Review

Devendra Banhart & Noah Georgeson

Refuge

Dead Oceans • 2021

Innere Einkehr, Achtsamkeit und Seelenfrieden haben wohl viele Menschen in letzter Zeit gesucht – klar, im Lockdown ist man oft auf sich selbst zurückgeworfen und schaut eher nach innen, wenn man nicht raus darf. Dass Devendra Banhart zusammen mit seinem langjährigen Produzenten Noah Georgeson mit »Refuge« nun ein lupenreines New-Age-Album aufgenommen hat, passt also erstmal wunderbar in unsere Zeit, überrascht aufgrund seiner Konsequenz dann aber doch. Obwohl Banhart schon immer spirituell angehaucht war und seit Jahren den Buddhismus praktiziert, haben diese 12 Tracks aus fragilen Klavier-Arpeggios, sakralen Ambient-Flächen, Naturgeräuschen und cineastischen Streichern rein gar nichts mit seinen Freak-Folk-Anfängen oder seiner anschließenden Hinwendung zum Psych-Pop gemein. Nicht einmal Devendra Banharts charismatische Stimme erklingt während der einstündigen Spielzeit.
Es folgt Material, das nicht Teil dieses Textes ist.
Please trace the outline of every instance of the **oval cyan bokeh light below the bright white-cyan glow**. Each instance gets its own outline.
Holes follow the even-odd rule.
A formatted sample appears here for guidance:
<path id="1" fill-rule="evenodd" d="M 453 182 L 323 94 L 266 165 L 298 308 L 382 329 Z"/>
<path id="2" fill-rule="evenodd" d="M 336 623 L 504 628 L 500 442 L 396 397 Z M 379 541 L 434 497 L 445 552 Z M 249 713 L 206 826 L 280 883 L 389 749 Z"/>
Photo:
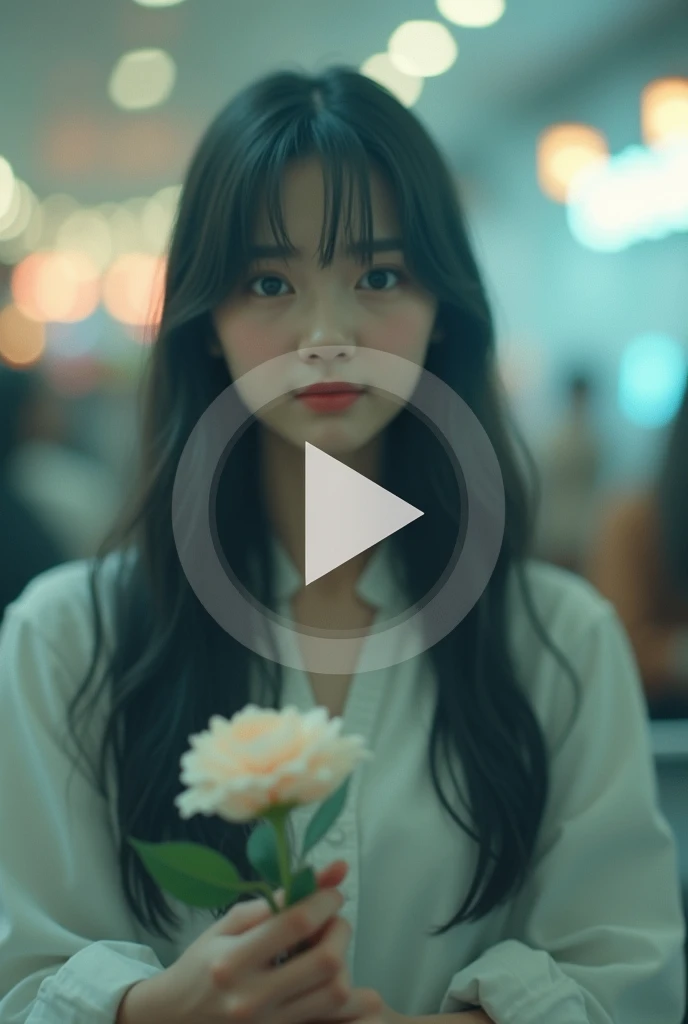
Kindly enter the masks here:
<path id="1" fill-rule="evenodd" d="M 688 352 L 675 338 L 645 334 L 621 356 L 618 404 L 640 427 L 664 427 L 679 411 L 688 371 Z"/>

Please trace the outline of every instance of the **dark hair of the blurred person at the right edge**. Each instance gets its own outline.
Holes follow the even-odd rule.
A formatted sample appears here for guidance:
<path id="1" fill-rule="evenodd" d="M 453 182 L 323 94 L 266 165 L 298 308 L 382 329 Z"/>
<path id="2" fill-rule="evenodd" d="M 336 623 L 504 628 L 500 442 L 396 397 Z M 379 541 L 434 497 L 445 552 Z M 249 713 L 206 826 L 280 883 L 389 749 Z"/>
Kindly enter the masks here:
<path id="1" fill-rule="evenodd" d="M 688 598 L 688 377 L 656 485 L 660 545 L 677 590 Z"/>

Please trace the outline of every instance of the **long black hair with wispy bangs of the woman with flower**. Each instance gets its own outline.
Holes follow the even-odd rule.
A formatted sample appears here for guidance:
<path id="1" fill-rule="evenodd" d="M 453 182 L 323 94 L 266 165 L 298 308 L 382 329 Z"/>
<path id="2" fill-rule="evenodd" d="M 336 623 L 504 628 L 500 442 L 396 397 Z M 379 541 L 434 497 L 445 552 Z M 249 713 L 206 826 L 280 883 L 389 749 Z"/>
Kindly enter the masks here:
<path id="1" fill-rule="evenodd" d="M 145 375 L 140 481 L 133 507 L 93 562 L 96 649 L 69 709 L 70 729 L 81 746 L 77 707 L 98 675 L 104 645 L 97 575 L 106 554 L 126 549 L 131 557 L 121 558 L 115 589 L 116 642 L 99 684 L 109 687 L 110 706 L 96 780 L 104 796 L 112 755 L 123 888 L 139 922 L 162 935 L 168 935 L 163 920 L 178 927 L 179 919 L 127 837 L 212 846 L 230 857 L 245 878 L 255 878 L 245 855 L 247 827 L 204 815 L 182 820 L 173 803 L 181 790 L 179 760 L 189 734 L 206 729 L 212 715 L 229 718 L 249 701 L 255 655 L 215 623 L 185 579 L 174 544 L 171 498 L 191 429 L 231 383 L 224 362 L 209 352 L 216 342 L 212 310 L 247 272 L 261 197 L 277 241 L 290 245 L 280 183 L 291 161 L 309 157 L 321 162 L 331 198 L 321 265 L 333 258 L 343 212 L 349 224 L 354 189 L 362 211 L 358 236 L 370 246 L 371 167 L 393 189 L 408 265 L 438 300 L 436 323 L 444 340 L 428 346 L 426 368 L 450 385 L 482 424 L 506 490 L 506 530 L 489 584 L 461 625 L 429 652 L 437 677 L 428 743 L 433 784 L 446 811 L 478 844 L 470 891 L 435 934 L 478 920 L 518 890 L 549 792 L 546 740 L 509 649 L 507 584 L 512 570 L 521 581 L 533 637 L 566 663 L 538 620 L 523 571 L 529 492 L 512 447 L 496 371 L 492 319 L 457 183 L 416 117 L 369 78 L 347 68 L 316 76 L 277 72 L 251 85 L 218 115 L 183 184 L 162 321 Z M 346 183 L 354 187 L 347 191 Z M 362 259 L 372 259 L 370 249 Z M 249 556 L 258 557 L 262 572 L 256 593 L 271 606 L 269 530 L 257 471 L 259 427 L 254 420 L 226 460 L 216 521 L 222 524 L 224 554 L 240 580 L 250 580 Z M 397 535 L 396 550 L 414 603 L 444 570 L 461 531 L 461 494 L 441 445 L 407 408 L 388 426 L 386 440 L 386 485 L 412 503 L 422 501 L 426 513 Z M 260 670 L 266 701 L 278 707 L 280 667 L 263 659 Z M 463 763 L 471 823 L 457 813 L 454 798 L 461 794 L 454 769 L 454 794 L 440 781 L 442 764 L 456 755 Z"/>

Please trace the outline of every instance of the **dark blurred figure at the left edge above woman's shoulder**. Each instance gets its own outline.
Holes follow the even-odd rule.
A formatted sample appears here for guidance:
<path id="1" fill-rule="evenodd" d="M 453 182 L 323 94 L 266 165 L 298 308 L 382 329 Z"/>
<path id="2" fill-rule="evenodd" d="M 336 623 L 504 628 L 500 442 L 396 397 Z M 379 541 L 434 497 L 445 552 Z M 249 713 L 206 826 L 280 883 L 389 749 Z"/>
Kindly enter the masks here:
<path id="1" fill-rule="evenodd" d="M 0 366 L 0 618 L 34 577 L 67 560 L 59 538 L 16 492 L 12 455 L 32 436 L 60 429 L 59 410 L 36 371 Z"/>

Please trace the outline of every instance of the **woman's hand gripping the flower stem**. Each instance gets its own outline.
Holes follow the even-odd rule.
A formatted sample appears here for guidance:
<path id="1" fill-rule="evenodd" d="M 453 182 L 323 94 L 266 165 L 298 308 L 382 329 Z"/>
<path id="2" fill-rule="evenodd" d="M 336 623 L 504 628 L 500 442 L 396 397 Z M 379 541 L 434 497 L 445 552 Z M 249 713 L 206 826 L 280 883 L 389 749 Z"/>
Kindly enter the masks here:
<path id="1" fill-rule="evenodd" d="M 238 903 L 165 971 L 133 985 L 118 1024 L 305 1024 L 344 1007 L 351 994 L 337 885 L 346 862 L 317 878 L 319 891 L 272 914 L 264 900 Z M 284 907 L 284 892 L 275 894 Z M 275 967 L 281 954 L 291 953 Z"/>

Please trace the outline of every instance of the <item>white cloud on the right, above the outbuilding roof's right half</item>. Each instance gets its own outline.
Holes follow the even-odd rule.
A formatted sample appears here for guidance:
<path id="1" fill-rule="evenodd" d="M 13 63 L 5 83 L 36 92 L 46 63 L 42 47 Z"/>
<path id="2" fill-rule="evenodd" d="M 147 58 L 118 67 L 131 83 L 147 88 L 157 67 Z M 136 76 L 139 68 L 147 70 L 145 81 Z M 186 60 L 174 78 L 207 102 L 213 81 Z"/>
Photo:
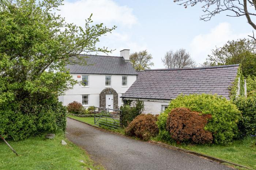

Stattdessen fügt Sharon Salzberg, die das Konzept der Achtsamkeit im Westen erst bekannt machte, am Ende von »Sky Burial« eine kurze geleitete Meditation an. Passend dazu erscheinen zwei Tracks exklusiv auf der Schlaf- und Meditations-App Calm. Doch »Refuge« unterwirft sich weder der strengen Schematik von Ambient noch dem reinen Funktionalismus von Hintergrund- oder Meditationsmusik. Selbstversenkung im gewöhnlichen Wohlklang geht hier nicht lange gut, weil die Kompositionen dafür dann doch zu viele Ideen und überraschende Wendungen parat haben. Runterkommen und nach innen Horchen kann man mit »Refuge« zwar wunderbar, man sollte dabei aber immer die Ohren gespitzt halten.